I don't think the model which OFM presents in the passage which followed is
inconsistent with the Stool.  It seems instead to subsume the Stool by
explaining out the functions of the four elements in greater detail.

I think the main point of dispute is in the following:

>2) Does Scripture interpret itself?  The Catholic claim is that
>Scripture needs interpretation, and that the Church is the authorized
>interpreter.  Protestant claims are that Scripture interprets itself,
>when read prayerfully through the Holy Spirit.  Thus an authoritative
>interpreter is not needed.

The anglican answer is in two parts here.  First, the Roman claim: we've
been around before how it is inarguable.  Anglicans simply don't believe it.
However, we are forced to accept some of it by the historical observation
that the extreme protestant claim is not borne out in practice; indeed, if
one accepts the notion that (for example) Nicea and Chalcedon were "right",
it seems that heterothodoxy is in direct proportion to one's commitment to
individual, unadvised christianity.  Hence, we are essentially forced to two
negative conclusions: against the Roman church, that reason must be brought
to bear on both scripture and tradition, and against Protestantism, that
tradition is necessary as a tutor to reason as it reads scripture.

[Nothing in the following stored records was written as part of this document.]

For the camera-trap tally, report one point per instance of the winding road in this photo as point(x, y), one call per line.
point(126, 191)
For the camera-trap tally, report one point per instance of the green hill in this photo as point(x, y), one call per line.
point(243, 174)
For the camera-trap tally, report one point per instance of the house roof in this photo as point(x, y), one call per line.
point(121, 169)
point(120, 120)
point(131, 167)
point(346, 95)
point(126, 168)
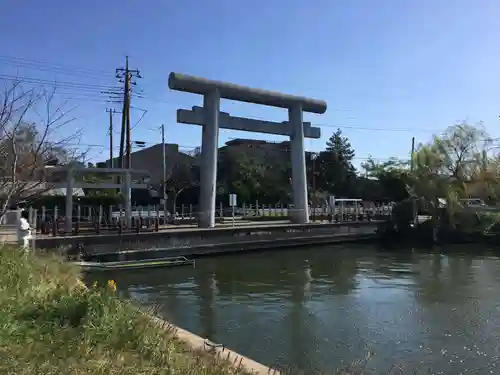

It think it is plain that this leads straight to a lack of the kind of
authority that the other two views cited offer us.  I'll be frank: I don't
think such an earthly authority exists.  I think we will just have to learn
to live with the risk of believing wrongly about theology.  SUrely we must
cry to the Spirit for guidance, but just as surely, we must never make the
mistake of identifying our voice as the Spirit's voice.

If you want to reduce this to a slogan, I would say it thusly: "Not
`scripture alone', but `not just scripture.'"

C. Wingate             +   "The Peace of God, it is no peace,
                       +      But strife closed in the sod.
mangoe@mimsy.umd.edu   +   Yet brothers, pray for but one thing:
mimsy!mangoe           +      The marv'lous Peace of God."